Jimmy and Jay Osmond pay tribute to Andy Williams at Savannah Center

The Villages News

Jimmy Osmond sang “Moon River,” with reverence and style Thursday at the Savannah Center. Listening to the singer, you could almost feel his longing for a departed “huckleberry friend.”

Jimmy Osmond pays tribute to Andy Williams.

Jimmy Osmond pays tribute  to Andy Williams

That lyric from “Moon River” was written by Johnny Mercer and the music composed by Henry Mancini. But it was Andy Williams who turned the song into an American standard.

Williams died four years ago at 84, but for Jimmy Osmond and his family, the singer’s music and memory endures.

“Andy was our boss, mentor and friend,” Osmond said after two performances in the Savannah Center. “He was like family.”

The Osmond family, including Donny and Marie, will forever owe a debt to Williams. He first gave them national exposure that helped turn the Osmonds into stars. Jimmy Osmond, 53, is the youngest of the singing family. He was also closest to Williams.

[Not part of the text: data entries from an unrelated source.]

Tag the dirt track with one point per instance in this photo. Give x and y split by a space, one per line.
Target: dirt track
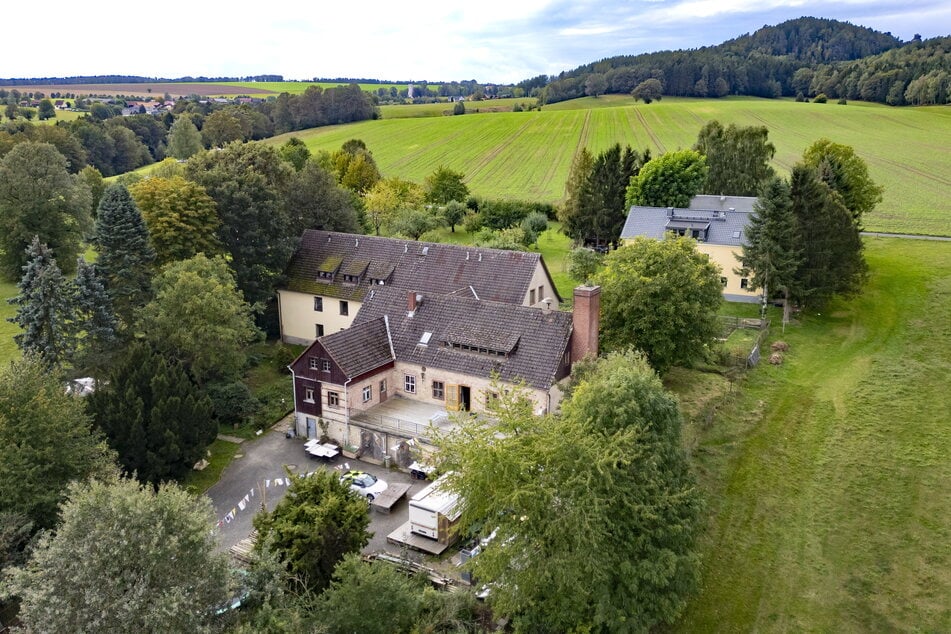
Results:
143 90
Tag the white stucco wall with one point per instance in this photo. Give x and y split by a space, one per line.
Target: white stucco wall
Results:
299 319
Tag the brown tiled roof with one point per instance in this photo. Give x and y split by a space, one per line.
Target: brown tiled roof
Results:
360 348
493 274
532 341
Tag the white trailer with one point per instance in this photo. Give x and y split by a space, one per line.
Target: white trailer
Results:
434 511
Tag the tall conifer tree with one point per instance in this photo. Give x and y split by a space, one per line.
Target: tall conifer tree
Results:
832 261
95 319
154 416
771 251
125 254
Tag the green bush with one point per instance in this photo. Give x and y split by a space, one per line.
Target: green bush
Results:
472 223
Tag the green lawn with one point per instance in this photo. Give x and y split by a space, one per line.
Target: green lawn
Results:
829 477
405 111
527 155
222 453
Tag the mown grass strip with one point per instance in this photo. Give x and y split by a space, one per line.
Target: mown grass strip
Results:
905 148
829 477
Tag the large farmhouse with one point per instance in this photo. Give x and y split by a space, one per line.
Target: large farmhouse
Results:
411 355
717 223
331 275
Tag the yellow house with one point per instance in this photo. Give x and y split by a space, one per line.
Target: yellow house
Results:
332 273
392 379
717 223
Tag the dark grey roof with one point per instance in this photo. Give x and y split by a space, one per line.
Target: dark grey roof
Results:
360 348
532 341
712 202
493 274
726 226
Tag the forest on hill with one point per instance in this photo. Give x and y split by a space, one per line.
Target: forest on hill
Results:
799 58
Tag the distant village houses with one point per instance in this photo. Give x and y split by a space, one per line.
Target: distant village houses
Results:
717 223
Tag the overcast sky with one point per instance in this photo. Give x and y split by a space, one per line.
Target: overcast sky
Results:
436 40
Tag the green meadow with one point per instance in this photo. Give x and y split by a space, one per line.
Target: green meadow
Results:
298 87
527 155
828 478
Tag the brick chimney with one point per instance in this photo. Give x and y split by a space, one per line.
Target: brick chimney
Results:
413 300
585 322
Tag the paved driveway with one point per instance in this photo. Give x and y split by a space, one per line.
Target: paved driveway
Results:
261 462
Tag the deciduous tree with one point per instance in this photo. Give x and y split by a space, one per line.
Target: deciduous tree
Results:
126 558
413 223
184 139
737 158
126 256
315 201
47 440
592 512
46 110
153 414
44 311
295 152
389 196
649 90
221 128
396 598
670 180
181 217
39 197
845 173
661 297
445 185
453 213
583 264
314 526
199 318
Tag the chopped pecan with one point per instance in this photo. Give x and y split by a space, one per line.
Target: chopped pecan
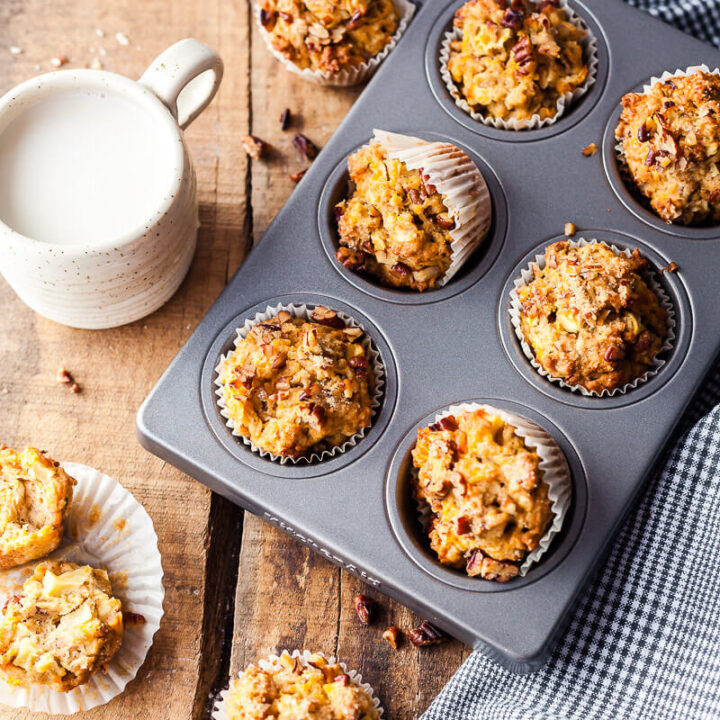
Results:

“Andy knew I produced shows and have a theater,” Osmond said. “Before he died, he told me, ‘Jimmy, I want you to keep this (my music) going.’”

You can see a clip of Jimmy Osmond talking about Williams here:

And so, the “Andy Williams Moon River” concert show was born. It features such Williams’ classics, “Can’t Get Used to Losing You,” “Love Story,” “Charade,” “More,” “Music to Watch Girls By,” “Speak Softly Love” and, of course, “Moon River.” Osmond also showed home movies of Williams and the Osmond family, as well as television video.

Osmond has been performing it at his theater in Branson, MO but The Villages was the first stop on a current national tour.

Jimmy Osmond, right, and his brother Jay Osmond pay tribute to Andy Williams at the Savannah Center

Charlie Green delivered a poweful performance.

In addition to Jimmy, the show includes his brother, Jay, and rising young singing star Charlie Green, who was discovered by Simon Cowell. They were backed by a four-piece band and this was a powerful, fun evening, filled with music, comedy, and nostalgia.

Osmond opened things up with a jumpy pop number, “Charade,” followed by a Williams’ arrangement of “Can’t Take My Eyes Off You.”

Charlie Green, 18, was playing keyboards, but soon stepped to center stage to sing. He comes from England and delivered a rousing version of “Feeling Good.” Then he went back to the ‘50s, when Williams scored a pop hit with a hint of rock and roll called “Butterfly.” Green did justice to another early Williams’ number, “Can’t Get Used to Losing You.”

But the young singer really showed his chops on a couple of classics: “Maria,” from “West Side Story,” and “Alfie.”

“Alfie came out in 1966, I bet a lot of you remember when it came out,” Green said. “I don’t.”

Jay Osmond came out in blistering, rocking style near the middle of the show. He sat behind the drums and delivered a high-powered musical and vocal performance on “Rock and Roll Music.”  Then he teamed with his kid brother on a country oldie, with some speed-rap lyrics called “The Auctioneer.”

Jimmy and Jay then closed their set with a heart-warming “Through the Years,” singing as the video screen behind them showed pictures of the Osmond family and Andy Williams.

Jimmy Osmond spent plenty of time off stage, schmoozing with the fans in the audience.

Georgette Walsh serenaded by Jimmy Osmond.

Like Williams, Osmond has an ingratiating personality and glows interacting with the people in the seats. Osmond offered birthday serenades, anniversary wishes and a couple of quick dances with some lucky ladies.

“He was fabulous,” said Georgette Walsh, who did a quick minute-waltz with Osmond. “He’s respectful, polite and so genuine,” added Walsh, visiting her father, Arthur, who lives in The Villages.

Villager Kathy Ingraham also had a dance with Jimmy.

“I was singing along with him, then he came up and asked me to dance,” she said. “I put my arms around him and forgot the words to the song.”

It was that kind of show, and the warm and friendly Osmond vibes kept coming all night long. Especially for the last number, when Jimmy Osmond closed with “Moon River,” which captured the spirit of Andy Williams better than any words or videos.

“There will never be another entertainer like Andy Williams,” Jimmy Osmond said. “It’s wonderful to be  here tonight and sing his music again.”